Frankfurter Grüne Soße Wildkräuter-Kartoffel-Suppe Mojo Verde & Papas Arrugadas
324 mal angesehen
17.04.2014, 10.28 Uhr

Grüne Soße – weltweit ein Renner

Dieses Frühjahr ist für mich Kräuter-Schlaraffenland! Liegt es am warmen März und dem zeitigen Austrieb jeglichen Grünzeugs oder daran, dass meine Liebe zu Wildkräutern noch jung an Jahren ist. Wahrscheinlich an beidem. Auf dem morgendlichen Weg zur Arbeit wandere ich an Löwenzahn-Wiesen entlang, treffe überall auf Knoblauchs-Rauke, Sauerampfer und Günsel, registriere, dass der Beinwell schon kurz vor der Blüte steht und sehe jungen, hellgrünen Giersch bis zum Abwinken.

Ich bin auf diesen Überfall an Grün nicht eingestellt, und manche Blog-Ideen sind mir binnen weniger Tage wieder davongelaufen. Dieses Jahr findet der Frühling im Zeitraffer statt. Morgens schon pflücke ich Sträußchen für meinen Schreibtisch, damit die Freude tagsüber anhält und zur Erinnerung daran, dass ich abends – es ist ja schon wieder lange hell – an versteckten Plätzen meiner Sammel-Leidenschaft frönen will.

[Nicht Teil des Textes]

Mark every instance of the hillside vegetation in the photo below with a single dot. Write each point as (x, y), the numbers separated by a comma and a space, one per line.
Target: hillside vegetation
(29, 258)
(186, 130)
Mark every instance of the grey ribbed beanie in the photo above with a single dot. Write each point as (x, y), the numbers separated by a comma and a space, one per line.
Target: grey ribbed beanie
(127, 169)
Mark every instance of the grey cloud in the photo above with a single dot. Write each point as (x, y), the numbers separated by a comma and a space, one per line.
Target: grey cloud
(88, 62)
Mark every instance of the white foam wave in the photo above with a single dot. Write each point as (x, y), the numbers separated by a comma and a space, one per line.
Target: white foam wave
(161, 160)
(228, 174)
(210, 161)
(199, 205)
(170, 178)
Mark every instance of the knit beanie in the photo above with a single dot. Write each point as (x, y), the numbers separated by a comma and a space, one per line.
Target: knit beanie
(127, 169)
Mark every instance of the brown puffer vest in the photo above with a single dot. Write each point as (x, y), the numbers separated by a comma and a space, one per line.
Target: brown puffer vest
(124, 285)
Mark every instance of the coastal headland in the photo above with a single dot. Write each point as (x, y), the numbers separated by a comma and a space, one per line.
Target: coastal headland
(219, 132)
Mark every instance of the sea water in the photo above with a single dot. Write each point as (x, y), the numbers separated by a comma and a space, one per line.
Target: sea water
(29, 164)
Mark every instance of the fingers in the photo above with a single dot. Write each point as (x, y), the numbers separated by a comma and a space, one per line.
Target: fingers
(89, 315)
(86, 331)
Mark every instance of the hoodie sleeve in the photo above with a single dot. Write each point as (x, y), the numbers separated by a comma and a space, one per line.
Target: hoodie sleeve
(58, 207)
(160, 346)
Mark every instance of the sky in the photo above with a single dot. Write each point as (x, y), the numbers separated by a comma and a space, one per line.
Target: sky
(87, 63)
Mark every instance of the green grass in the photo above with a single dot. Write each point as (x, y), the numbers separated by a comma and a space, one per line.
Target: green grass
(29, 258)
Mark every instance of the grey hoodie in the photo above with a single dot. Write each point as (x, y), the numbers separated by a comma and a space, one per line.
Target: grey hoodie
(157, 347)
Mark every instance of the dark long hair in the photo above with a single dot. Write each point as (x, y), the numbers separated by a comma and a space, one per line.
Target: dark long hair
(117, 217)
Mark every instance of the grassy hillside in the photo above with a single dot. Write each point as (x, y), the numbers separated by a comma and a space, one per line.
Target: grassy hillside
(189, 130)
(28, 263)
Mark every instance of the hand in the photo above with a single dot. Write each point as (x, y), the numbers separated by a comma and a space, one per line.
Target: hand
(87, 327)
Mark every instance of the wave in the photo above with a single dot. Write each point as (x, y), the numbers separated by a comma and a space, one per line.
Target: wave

Da trifft es sich gut, dass bald Ostern ist. Dies ist das Stichwort für das ein oder andere Ritual, das es zu erhalten gilt, die grüne Suppe am Gründonnerstag etwa, und es ist der Saisonstart für die Frankfurter Grüne Soße. Ob mit Gartenkräutern oder Wildkräutern ist zweitrangig, finde ich, Hauptsache grün. Die Frankfurter sehen das freilich anders. Doch jetzt sind die jungen Wilden noch zart und fein, enthalten wenig Bitterstoffe und Oxalsäure. Und eine Suppe aus Frühlings-Kräutern schmeckt nicht nur lecker, sie füllt die Vitamin- und Mineralstoff-Depots auf, kurbelt die Abwehrkräfte an und mobilisiert die frühlingsmüden Glieder.

Nach dem Winter waren die Menschen seit jeher ausgehungert nach frischem Grün. Grüne Soßen haben deshalb nicht nur hierzulande Tradition. Das bekannteste italienische Exemplar ist das Pesto, welches man ebenso gut mit gemischten Wildkräutern herstellen kann, wie auch allein mit Basilikum, Bärlauch, Giersch, Petersilie, Rukola, Wegerich und so weiter. Die ebenfalls aus Italien stammende Salsa Verde ähnelt der Frankfurter Grünen Soße, enthält aber andere Kräuter. Als Zutat sind zudem gehackte Kapern und Sardellen weit verbreitet.

Die französische Sauce Verte ist oftmals eine Mayonnaise mit feingewiegten Kräutern, und das Mojo Verde der Kanarischen Inseln enthält vor allem Korianderkraut. Im Baskenland kennt man auch eine Salsa Verde, sie basiert auf Erbsen und Kräutern und begleitet Fisch sowie Meeresfrüchte. Die mexikanische Salsa Verde wird aus Koriander, grünem Chili und Tomatillos zubereitet, Früchte, die aus der Familie der Kapstachelbeere stammen, und man isst diese Soße dort zu allem – zu Fleisch, Käse, Bohnen und auf Brot. Aber auch das indische grüne Chutney oder das grüne Thai-Curry haben eine lange kulinarische Tradition. Nicht zu vergessen die Grünen Smoothies, bei Gesundheits-Bewussten sind sie gerade der Hit schlechthin. Klar, dass sich all diese grünen Suppen, Soßen und Smoothies auch mit gemischten Wildkräutern zubereiten lassen. Dabei sind der Kreativität keine Grenzen gesetzt, und ein paar Anregungen dazu finden Sie im Rezept-Teil.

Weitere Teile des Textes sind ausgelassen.